Wilson Bentley lebte Ende des 19. Jahrhunderts mit Eltern und Bruder auf einer Farm in Vermont im Norden der USA. Das biografisch und philosophisch angelegte Bilderbuch erzählt vom Kind Wilson, das offenbar einen besonderen Blick für seine (Um)Welt hat(te). Wilson beobachtet sehr genau und entdeckt dabei Faszinierendes. Flattert ihm ein Ulmenblatt auf die Nase, findet er die Konturen des Baumes in der Form des Blattes wieder oder der morgendliche Haferbrei erscheint als Berg, auf dem ein Pfad zwischen Bäume führt. Als Wilson eines Morgens eine Schneeflocke auf seinem Schuh betrachtet, stellt er sich eine sein weiteres Leben bestimmende Frage: Wie kann man Schneeflocken bewahren und in ihren Details untersuchen? Anfangs für den Vater nur ein Träumer, schenken die Eltern dem Sohn zum Geburtstag ein ausrangiertes Mikroskop und eine alte Kamera. Mit Hilfe dieser Geräte entwickelt Wilson eine Systematik der Schneekristalle.

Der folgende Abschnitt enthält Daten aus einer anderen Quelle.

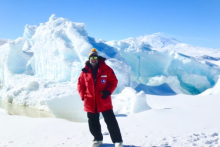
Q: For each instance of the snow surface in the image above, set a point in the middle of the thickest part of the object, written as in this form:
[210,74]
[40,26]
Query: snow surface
[155,73]
[179,120]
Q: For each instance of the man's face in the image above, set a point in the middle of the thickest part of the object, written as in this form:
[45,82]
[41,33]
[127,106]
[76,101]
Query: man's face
[93,60]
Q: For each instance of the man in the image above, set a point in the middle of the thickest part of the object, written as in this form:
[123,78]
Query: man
[96,83]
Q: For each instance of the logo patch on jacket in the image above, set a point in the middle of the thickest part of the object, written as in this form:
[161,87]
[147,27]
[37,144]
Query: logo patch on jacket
[103,81]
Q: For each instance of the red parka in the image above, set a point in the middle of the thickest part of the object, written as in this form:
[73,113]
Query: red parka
[90,91]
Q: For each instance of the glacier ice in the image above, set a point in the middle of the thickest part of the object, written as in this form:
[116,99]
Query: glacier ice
[45,63]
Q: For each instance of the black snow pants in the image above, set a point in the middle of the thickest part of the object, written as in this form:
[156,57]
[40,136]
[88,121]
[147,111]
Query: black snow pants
[112,125]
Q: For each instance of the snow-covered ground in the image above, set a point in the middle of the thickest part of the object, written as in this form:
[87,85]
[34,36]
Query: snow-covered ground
[177,121]
[167,95]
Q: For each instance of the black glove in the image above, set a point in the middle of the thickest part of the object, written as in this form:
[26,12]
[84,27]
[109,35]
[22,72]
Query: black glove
[105,94]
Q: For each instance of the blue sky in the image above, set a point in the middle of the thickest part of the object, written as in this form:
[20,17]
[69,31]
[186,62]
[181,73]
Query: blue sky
[195,22]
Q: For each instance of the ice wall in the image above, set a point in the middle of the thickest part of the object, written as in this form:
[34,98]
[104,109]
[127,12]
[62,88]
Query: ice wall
[155,60]
[51,56]
[45,63]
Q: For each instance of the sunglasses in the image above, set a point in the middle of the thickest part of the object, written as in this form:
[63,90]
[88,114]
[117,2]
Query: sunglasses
[93,57]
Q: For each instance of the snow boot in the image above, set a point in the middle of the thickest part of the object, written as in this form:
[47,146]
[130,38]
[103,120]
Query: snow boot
[118,144]
[96,143]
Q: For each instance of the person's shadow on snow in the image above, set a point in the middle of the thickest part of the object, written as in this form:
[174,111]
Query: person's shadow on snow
[112,145]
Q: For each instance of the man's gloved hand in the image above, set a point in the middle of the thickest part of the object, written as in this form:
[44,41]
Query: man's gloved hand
[105,94]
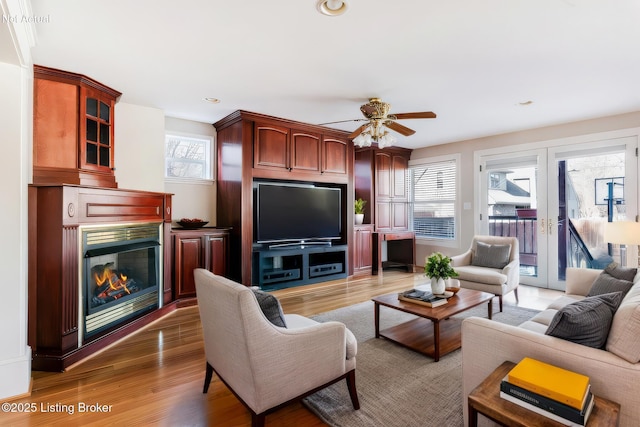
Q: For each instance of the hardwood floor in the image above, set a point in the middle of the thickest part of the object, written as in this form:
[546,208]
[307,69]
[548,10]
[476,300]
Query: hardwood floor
[155,376]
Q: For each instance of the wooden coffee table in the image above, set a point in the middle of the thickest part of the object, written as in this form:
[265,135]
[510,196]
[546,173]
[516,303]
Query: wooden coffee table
[433,332]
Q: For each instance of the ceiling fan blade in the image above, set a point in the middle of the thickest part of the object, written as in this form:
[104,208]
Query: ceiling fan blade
[422,115]
[358,131]
[342,121]
[399,128]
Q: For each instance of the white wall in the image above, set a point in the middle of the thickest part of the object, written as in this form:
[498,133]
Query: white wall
[192,200]
[139,147]
[466,149]
[15,131]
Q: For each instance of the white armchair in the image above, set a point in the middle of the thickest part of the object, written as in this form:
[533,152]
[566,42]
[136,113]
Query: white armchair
[264,365]
[490,268]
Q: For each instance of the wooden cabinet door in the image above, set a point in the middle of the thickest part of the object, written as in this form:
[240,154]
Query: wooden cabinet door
[383,216]
[96,130]
[55,124]
[383,176]
[334,156]
[216,254]
[271,146]
[188,252]
[305,151]
[400,216]
[400,165]
[362,257]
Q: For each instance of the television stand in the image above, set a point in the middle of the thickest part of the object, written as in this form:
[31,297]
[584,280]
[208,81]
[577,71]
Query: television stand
[289,266]
[302,244]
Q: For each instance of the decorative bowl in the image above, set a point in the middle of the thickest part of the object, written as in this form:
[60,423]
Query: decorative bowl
[192,223]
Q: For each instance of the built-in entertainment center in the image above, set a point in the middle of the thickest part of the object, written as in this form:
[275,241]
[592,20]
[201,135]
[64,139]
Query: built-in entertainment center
[299,235]
[285,191]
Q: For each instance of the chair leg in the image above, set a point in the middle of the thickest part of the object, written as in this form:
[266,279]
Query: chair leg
[207,378]
[351,385]
[257,420]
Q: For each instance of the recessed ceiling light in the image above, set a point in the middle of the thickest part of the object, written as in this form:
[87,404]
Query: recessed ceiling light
[332,7]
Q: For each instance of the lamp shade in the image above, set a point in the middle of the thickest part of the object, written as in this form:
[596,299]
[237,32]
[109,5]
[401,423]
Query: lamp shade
[622,232]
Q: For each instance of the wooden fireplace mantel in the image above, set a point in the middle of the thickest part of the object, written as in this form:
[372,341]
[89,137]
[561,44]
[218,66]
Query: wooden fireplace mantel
[56,215]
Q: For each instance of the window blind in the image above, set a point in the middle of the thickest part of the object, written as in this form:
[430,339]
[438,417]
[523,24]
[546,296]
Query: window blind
[433,199]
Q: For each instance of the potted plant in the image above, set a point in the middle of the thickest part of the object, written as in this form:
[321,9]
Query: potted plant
[358,207]
[438,268]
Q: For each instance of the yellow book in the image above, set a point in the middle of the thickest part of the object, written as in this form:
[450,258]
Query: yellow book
[550,381]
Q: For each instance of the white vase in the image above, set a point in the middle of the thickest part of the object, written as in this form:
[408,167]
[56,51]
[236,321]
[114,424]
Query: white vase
[437,285]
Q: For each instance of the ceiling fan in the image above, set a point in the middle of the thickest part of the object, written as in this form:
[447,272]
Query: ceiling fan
[376,113]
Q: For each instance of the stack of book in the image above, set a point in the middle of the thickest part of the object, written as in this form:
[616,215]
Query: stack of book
[426,298]
[559,394]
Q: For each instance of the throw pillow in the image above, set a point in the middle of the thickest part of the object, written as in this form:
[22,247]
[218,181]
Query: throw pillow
[271,307]
[606,283]
[622,273]
[492,256]
[586,322]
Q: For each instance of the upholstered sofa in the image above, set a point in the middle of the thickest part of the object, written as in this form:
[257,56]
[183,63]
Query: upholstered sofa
[614,370]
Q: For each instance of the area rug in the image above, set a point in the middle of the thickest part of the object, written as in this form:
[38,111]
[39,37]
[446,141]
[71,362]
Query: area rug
[397,386]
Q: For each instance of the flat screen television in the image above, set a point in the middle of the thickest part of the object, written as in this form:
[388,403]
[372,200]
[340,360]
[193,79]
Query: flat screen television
[294,213]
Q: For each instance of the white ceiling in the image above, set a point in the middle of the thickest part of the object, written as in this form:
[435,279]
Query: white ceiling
[471,62]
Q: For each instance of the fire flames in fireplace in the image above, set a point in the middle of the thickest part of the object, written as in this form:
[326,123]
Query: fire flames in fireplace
[110,284]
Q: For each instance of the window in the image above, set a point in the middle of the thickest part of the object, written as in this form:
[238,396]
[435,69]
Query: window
[433,192]
[188,157]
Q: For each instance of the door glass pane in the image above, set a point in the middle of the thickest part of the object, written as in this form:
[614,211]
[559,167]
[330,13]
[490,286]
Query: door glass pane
[591,192]
[104,112]
[92,154]
[512,211]
[92,107]
[92,130]
[104,156]
[104,134]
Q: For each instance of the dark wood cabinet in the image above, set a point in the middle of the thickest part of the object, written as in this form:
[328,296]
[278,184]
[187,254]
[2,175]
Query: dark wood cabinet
[294,150]
[203,248]
[271,146]
[362,249]
[73,130]
[335,156]
[381,180]
[254,146]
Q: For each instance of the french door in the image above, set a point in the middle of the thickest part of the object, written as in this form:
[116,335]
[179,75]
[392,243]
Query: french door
[556,201]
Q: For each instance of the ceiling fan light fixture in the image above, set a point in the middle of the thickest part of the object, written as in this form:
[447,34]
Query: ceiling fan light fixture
[331,7]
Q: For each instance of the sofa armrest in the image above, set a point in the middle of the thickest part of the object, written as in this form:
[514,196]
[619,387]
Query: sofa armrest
[486,344]
[462,259]
[293,360]
[579,280]
[512,271]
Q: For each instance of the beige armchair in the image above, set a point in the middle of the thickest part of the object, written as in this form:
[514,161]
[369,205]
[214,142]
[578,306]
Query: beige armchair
[264,365]
[490,267]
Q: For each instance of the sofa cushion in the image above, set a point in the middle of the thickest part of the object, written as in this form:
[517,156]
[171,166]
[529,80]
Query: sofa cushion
[622,273]
[625,329]
[491,256]
[271,308]
[563,300]
[606,283]
[471,273]
[586,322]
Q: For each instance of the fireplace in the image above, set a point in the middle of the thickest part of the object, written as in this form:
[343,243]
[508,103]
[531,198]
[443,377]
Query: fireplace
[121,275]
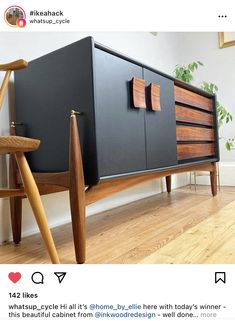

Linda Wolfsgruber, nominiert für die Hans-Christian-Andersen-Medaille, schöpft auch hier aus einem Fundus künstlerischer Techniken und beweist ihre Experimentierfreude. Sie collagiert, druckt Silhouetten ein, die sie vorher fein ausgeschnitten hat und zeichnet mit Tuschfeder und Tempera in die Bilder hinein. Schon auf dem Vorsatz setzt Wolfsgruber Wilsons Entdeckung „No two snowflakes are the same“ mit unzähligen, filigranen Kristallen auf blauem Grund faszinierend ins Bild. So stimmt sie atmosphärisch auf das Buch ein, das sich gestalterisch durch eine klassische Text-Bild-Trennung auszeichnet, wobei letztere die meditative Wirkung der Bilder entscheidend stützt. Links erzählt Robert Schneider als Beobachter (z. T. etwas langatmig) über das Kind Wilson, rechts erweitern, überhöhen bzw. verfremden ganzseitige Illustrationen in winterlich anmutenden Weiß-, Blau-, Grau- und Schwarztönen die Geschichte, wobei schneeweiße und blaue Monotypien Gefühle des Helden wie Einsamkeit, Unverstandensein, aber auch Entdeckerfreude nachempfindbar machen.
Bereits der Titel wirkt inspirierend: Wie kann man Schneeflocken sammeln? Weiterführend ließen sich die ausdrucksstarken Bilder leicht vergrößern und als Erzählanlass zur Lebensgeschichte des Farmers, Fotografen und Schneeforschers nutzen. Die einfachen Techniken wiederum laden zum Ausprobieren ein: Drucken mit Blättern, Ausschneiden von Schneekristallen oder anderen Silhouetten, Zeichnen mit Feder … und alles kombiniert als Collage.